Carl Olsen of CWR recently wrote: “To state what should be
obvious, a pope in 2013 simply needs to be as precise and clear as possible.
Fuzzy language, half-formed concepts, and failure to make important
distinctions will eventually result in confusion and frustration. Do they also
"give ammunition to the enemy," as at least three readers have
insisted in e-mails? I think so, mindful that there are some folks who will
misrepresent what the pope says, no matter how clearly, simply, and slowly he
speaks. And Francis, it should be noted, has admitted (in the first interview),
"I am a really, really undisciplined person." There comes point when
the off-the-cuff remarks go from being "fresh" and
"explosive" to problematic and puzzling, and that line was probably
crossed, in my estimation, in the second interview.
“This concern only increases with the breaking news that the
pope's interview with 89-year-old journalist Scalfari was apparently carried
out without a recording or even hand-written notes. As John Allen reports today, this led Vatican
spokesman Fr. Federico Lombardi to lamely refer to (in Allen's words) "a
new genre of papal speech that’s deliberately informal and not concerned with
precision." Does anyone in their right mind think that papal statements
unconcerned with precision should be served up to readers who are, or at least
should be, looking for reasonable precision and clarity from the Vicar of Christ—even
in remarks made in informal settings?”
One could perhaps remark
that at an historical juncture as this when the crisis seems to be, according
to Joseph Ratzinger as Cardinal and as Pope, the experience of God,[1]

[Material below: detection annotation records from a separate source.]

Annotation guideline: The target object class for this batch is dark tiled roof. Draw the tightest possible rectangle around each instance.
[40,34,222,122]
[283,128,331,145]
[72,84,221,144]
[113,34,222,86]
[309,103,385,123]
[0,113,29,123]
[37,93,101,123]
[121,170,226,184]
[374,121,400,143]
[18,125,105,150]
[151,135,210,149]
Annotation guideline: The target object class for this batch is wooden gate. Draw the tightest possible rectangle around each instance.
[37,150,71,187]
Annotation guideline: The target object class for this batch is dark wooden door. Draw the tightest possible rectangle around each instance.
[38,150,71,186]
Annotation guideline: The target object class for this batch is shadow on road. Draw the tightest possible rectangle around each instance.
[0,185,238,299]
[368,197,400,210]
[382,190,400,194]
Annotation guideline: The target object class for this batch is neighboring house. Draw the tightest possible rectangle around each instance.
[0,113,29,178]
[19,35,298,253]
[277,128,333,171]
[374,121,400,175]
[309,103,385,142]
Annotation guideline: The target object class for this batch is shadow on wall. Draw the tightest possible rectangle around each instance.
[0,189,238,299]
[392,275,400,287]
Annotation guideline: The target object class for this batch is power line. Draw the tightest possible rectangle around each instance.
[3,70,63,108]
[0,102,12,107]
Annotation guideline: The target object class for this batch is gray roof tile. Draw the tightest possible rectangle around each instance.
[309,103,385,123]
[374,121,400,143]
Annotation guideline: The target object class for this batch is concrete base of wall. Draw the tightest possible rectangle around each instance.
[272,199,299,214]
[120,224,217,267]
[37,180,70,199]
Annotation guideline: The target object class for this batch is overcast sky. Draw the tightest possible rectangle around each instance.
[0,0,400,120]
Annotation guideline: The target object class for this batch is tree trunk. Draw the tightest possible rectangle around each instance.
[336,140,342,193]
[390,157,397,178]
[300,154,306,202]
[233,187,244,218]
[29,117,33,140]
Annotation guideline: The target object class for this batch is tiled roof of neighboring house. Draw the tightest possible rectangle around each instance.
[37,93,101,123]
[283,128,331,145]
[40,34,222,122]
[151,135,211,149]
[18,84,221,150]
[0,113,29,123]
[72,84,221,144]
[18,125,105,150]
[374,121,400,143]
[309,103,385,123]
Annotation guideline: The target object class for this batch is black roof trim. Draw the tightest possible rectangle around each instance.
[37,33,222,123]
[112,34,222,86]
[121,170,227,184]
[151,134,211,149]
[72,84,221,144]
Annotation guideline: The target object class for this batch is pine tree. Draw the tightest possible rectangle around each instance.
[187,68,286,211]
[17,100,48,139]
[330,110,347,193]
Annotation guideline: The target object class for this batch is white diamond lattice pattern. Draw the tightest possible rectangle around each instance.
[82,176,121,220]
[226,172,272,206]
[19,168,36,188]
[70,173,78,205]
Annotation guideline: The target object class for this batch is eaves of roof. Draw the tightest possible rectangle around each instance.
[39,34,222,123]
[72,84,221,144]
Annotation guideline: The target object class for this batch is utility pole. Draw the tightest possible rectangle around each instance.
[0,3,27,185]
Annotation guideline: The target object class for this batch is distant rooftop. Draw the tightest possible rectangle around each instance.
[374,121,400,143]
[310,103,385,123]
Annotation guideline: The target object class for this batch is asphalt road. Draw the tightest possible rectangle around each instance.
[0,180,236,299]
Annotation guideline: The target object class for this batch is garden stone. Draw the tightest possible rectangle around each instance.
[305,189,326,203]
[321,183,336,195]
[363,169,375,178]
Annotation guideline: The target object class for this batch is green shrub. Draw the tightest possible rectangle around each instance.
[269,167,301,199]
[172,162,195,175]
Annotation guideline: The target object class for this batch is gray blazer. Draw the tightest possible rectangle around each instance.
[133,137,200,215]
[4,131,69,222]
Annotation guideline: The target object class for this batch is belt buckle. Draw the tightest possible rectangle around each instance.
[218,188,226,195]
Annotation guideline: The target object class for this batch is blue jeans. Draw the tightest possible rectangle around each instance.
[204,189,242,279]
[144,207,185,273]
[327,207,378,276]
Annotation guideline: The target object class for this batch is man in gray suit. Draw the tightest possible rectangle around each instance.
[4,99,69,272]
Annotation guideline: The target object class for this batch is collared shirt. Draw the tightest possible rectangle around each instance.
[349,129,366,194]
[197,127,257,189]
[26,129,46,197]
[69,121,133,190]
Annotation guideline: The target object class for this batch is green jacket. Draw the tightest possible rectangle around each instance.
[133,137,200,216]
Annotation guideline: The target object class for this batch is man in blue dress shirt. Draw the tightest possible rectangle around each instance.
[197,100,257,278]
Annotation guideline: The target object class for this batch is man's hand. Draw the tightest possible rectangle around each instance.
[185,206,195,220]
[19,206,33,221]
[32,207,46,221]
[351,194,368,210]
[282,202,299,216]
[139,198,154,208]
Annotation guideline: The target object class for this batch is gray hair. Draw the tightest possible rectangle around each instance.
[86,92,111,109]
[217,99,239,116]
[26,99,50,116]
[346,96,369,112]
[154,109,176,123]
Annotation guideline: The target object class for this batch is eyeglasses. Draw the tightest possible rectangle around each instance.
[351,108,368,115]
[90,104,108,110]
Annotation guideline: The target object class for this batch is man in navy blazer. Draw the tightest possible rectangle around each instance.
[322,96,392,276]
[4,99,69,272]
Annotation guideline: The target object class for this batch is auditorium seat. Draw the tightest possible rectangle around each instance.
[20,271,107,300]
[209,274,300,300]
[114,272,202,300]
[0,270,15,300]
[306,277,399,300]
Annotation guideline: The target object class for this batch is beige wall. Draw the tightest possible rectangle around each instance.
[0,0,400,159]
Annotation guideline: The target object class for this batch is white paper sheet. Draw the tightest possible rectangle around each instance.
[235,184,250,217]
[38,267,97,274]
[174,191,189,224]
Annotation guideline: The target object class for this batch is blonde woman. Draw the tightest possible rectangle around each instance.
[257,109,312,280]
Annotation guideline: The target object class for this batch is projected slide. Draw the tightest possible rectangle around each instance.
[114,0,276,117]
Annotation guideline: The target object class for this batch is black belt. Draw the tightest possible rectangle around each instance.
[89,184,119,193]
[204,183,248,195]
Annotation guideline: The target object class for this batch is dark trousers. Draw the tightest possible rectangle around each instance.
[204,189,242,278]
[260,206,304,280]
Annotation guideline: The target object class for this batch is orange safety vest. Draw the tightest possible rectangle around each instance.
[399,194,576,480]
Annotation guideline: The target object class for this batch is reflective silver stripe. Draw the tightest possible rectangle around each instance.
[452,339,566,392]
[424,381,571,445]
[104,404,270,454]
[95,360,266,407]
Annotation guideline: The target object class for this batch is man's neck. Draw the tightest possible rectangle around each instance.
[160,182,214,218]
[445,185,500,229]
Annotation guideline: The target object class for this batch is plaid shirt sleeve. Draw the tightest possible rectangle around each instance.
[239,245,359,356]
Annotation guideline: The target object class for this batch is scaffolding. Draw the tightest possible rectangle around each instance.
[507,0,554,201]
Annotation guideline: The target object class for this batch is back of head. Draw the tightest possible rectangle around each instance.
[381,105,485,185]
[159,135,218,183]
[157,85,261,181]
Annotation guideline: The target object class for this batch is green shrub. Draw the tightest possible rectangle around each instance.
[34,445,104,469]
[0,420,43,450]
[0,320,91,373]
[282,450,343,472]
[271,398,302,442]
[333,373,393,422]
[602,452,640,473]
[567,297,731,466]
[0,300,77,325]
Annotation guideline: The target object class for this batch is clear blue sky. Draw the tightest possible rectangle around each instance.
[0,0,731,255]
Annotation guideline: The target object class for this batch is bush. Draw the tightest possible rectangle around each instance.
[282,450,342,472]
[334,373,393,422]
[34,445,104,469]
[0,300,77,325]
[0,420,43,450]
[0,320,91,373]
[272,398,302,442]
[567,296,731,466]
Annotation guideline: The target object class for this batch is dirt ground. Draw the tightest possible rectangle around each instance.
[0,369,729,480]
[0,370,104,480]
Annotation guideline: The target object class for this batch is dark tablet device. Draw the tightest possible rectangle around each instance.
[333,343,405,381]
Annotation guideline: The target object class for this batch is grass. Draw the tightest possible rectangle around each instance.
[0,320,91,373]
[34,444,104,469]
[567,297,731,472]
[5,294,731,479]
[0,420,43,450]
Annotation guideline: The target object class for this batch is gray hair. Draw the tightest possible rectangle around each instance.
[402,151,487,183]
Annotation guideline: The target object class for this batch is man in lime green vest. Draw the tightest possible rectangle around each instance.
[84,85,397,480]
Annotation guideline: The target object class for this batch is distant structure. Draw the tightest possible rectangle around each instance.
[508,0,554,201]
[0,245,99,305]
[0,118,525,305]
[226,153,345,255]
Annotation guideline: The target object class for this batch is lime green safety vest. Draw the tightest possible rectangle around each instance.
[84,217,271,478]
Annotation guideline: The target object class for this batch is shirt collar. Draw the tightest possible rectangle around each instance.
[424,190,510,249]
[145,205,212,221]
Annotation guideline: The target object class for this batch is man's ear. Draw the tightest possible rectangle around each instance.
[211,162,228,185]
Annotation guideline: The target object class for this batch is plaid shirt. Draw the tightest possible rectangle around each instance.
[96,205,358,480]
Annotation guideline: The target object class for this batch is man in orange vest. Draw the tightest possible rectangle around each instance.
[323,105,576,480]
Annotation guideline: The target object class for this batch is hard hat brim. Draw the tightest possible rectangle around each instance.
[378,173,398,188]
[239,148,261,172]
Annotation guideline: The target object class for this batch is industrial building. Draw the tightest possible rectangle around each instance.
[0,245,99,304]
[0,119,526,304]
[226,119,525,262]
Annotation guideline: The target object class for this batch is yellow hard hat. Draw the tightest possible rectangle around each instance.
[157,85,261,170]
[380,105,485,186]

the problem is not really the precision of concepts but the experience of what
is really real. It is apples and oranges, although there is a necessary
complementarity of the two. And as
Benedict wrote in 2008 (Oct. 6), the really real is the Word of God, that is,
the Person of Christ. To be precise where it is important to be precise, the
problem is not a precision about objects, but the difference between Subject
and object.
And when the
Subject we are talking about is a Trinity of Relations (Persons) Who can be known
only by becoming like them by an exodus from the self (which is Christian
prayer) the pope is giving us a most
startling lesson in the Theology of Theos (God) by his exuberant
self-giftedness of racing through crowds to embrace the crippled, calling up
atheists to speak giftedly and openly person to person with a stammering
imprecision of language. He is showing us the way of the “New Evangelization.”
He is showing us what “faith” is. De Lubac wrote in his “The Christian Faith:”
“When I believe in
God, when I give him my faith, when in answer to his initiative I turn myself
over to him from the bottom of my being, there is established been him and me a
bond of reciprocity of such a kind that the same word, faith, can be applied to
each of the partners: ‘The faith of the two parties, ‘writes St. John of the
Cross with a certain audacity, speaking of the relationship of the believing soul
with God. For what we have here indeed is ‘the encounter of two persons
offering themselves to each other in a fullness of presence, a total engagement.’”[2]
And that self giving to God must be
lived out among ourselves since God has
taken the same flesh as we all have.